Kai aiming for top tournament

By Leila Wai
Advertiser Staff Writer

Despite playing in soccer tournaments abroad and against some of the world's top competition, University of Hawai'i forward Natasha Kai might face her toughest challenge next week at a training camp with her U.S. Under-21 National Team teammates.

Kai
She will be fighting for a spot on the 18-player roster to play in the Nordic Cup, the top competition in the world for U-21 women.

"(Coach Chris Petrucelli) said this was the important one because this is the team that is going to Nordic Cup," Kai said of the upcoming camp.

Kai, the two-time defending Western Athletic Conference Player of the Year, has a team-high seven goals in eight games for the U-21 National Team.
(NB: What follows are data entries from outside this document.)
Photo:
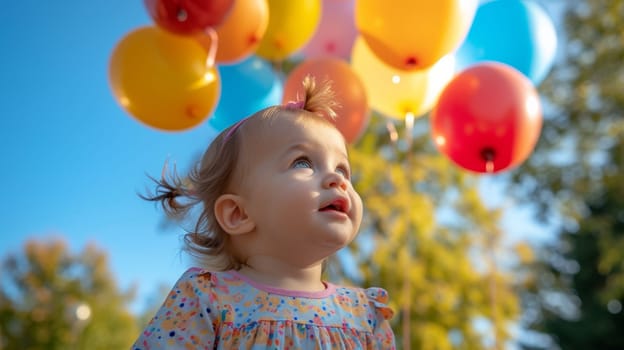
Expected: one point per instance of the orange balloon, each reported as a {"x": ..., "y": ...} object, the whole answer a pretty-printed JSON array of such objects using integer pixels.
[
  {"x": 488, "y": 118},
  {"x": 241, "y": 32},
  {"x": 162, "y": 79},
  {"x": 291, "y": 26},
  {"x": 410, "y": 35},
  {"x": 353, "y": 115}
]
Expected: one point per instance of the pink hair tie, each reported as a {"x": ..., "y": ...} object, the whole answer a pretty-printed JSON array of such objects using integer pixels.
[{"x": 295, "y": 104}]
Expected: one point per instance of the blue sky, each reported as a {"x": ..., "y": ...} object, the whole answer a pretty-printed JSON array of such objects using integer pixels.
[{"x": 72, "y": 159}]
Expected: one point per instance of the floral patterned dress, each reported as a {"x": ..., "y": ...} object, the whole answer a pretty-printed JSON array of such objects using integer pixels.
[{"x": 226, "y": 310}]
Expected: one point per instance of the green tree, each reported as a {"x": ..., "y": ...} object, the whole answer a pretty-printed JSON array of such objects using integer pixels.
[
  {"x": 576, "y": 175},
  {"x": 53, "y": 299},
  {"x": 428, "y": 239},
  {"x": 582, "y": 281}
]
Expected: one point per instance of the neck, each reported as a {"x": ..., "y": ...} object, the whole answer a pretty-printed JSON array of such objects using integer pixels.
[{"x": 277, "y": 274}]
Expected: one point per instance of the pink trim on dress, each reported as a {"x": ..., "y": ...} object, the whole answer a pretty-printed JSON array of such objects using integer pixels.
[{"x": 329, "y": 288}]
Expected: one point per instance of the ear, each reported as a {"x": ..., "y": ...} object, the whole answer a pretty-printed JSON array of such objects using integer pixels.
[{"x": 231, "y": 215}]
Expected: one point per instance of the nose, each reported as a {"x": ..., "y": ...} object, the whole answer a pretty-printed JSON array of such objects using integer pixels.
[{"x": 335, "y": 179}]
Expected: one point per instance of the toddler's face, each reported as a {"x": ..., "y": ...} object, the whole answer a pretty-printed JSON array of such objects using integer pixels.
[{"x": 298, "y": 189}]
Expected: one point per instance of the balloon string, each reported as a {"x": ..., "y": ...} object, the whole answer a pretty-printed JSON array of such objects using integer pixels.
[
  {"x": 214, "y": 43},
  {"x": 488, "y": 154}
]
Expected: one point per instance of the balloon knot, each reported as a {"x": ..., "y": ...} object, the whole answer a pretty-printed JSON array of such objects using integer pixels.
[{"x": 411, "y": 61}]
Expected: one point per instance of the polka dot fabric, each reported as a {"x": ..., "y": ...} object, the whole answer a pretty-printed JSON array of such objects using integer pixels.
[{"x": 225, "y": 310}]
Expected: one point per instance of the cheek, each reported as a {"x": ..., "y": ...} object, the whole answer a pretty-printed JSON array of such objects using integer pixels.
[{"x": 358, "y": 206}]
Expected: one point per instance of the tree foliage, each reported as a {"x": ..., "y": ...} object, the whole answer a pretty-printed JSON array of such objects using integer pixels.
[
  {"x": 53, "y": 299},
  {"x": 578, "y": 287},
  {"x": 428, "y": 238}
]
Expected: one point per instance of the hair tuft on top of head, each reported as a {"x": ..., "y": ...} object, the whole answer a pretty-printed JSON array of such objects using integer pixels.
[{"x": 319, "y": 98}]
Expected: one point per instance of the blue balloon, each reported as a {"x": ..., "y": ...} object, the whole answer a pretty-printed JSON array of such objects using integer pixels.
[
  {"x": 518, "y": 33},
  {"x": 246, "y": 88}
]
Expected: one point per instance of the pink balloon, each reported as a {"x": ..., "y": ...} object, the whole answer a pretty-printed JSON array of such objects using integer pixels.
[{"x": 336, "y": 31}]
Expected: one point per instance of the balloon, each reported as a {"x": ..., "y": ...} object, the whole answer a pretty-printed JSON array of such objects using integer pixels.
[
  {"x": 162, "y": 79},
  {"x": 396, "y": 93},
  {"x": 523, "y": 23},
  {"x": 291, "y": 25},
  {"x": 240, "y": 33},
  {"x": 353, "y": 114},
  {"x": 247, "y": 88},
  {"x": 336, "y": 31},
  {"x": 488, "y": 118},
  {"x": 188, "y": 16},
  {"x": 411, "y": 35}
]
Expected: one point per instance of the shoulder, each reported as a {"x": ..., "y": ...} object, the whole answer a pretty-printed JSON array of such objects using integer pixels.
[{"x": 374, "y": 297}]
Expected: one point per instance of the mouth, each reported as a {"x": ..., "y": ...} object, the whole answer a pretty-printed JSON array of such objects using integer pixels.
[{"x": 339, "y": 205}]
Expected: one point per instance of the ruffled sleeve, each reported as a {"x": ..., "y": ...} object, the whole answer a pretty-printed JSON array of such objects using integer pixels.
[
  {"x": 382, "y": 331},
  {"x": 186, "y": 319}
]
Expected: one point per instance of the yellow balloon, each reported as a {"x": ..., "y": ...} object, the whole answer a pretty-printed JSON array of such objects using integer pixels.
[
  {"x": 396, "y": 93},
  {"x": 412, "y": 35},
  {"x": 162, "y": 79},
  {"x": 291, "y": 25}
]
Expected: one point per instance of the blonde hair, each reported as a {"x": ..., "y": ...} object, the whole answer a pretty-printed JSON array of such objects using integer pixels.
[{"x": 213, "y": 175}]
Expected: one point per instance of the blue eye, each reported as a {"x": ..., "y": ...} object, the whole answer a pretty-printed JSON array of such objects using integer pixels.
[{"x": 302, "y": 163}]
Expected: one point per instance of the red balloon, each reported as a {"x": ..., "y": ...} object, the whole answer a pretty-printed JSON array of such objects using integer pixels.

The United States has won six of the past seven Nordic Cups, including five straight. The prestigious competition will be held in Iceland from July 23 to 29.

Like she does for every training camp or trip with the U-21 National Team, Kai will have to fight for a spot with the other players in the national team pool. However, to make the Nordic Cup roster, she will be competing with players who are in full-time Olympic Residency Camp with the U.S. Women's National Team.

Some of them could travel to Iceland if they do not make the 2004 Olympic Team.

Kai, who led the nation in scoring with 29 goals last year, said she is looking forward to next week's camp, saying, "It's always exciting to get called back.

"I have to go into camp thinking there's a spot for me, and I have to play to my ability."

She said after working on things like checking to the ball and combination plays the past few months, her game has greatly improved since January, when she attended her first U-21 National team camp.

And Petrucelli agrees.

"She's done well since we started in January," he said. "I think she's proven that she can score goals against any team in the world. She's scored against a lot of quality teams."

He said he has asked her to improve on her fitness level, saying he believes Kai has been able to get by on her outstanding athletic ability on all levels, including college.

"Tasha, I think, has been able to dominate games most of her life in spurts," he said. "She'll work hard for a couple of minutes, score a goal, and maybe she'll do that once or twice a game. It was because she can, that's why she did it. Now we're talking about a whole different ball game."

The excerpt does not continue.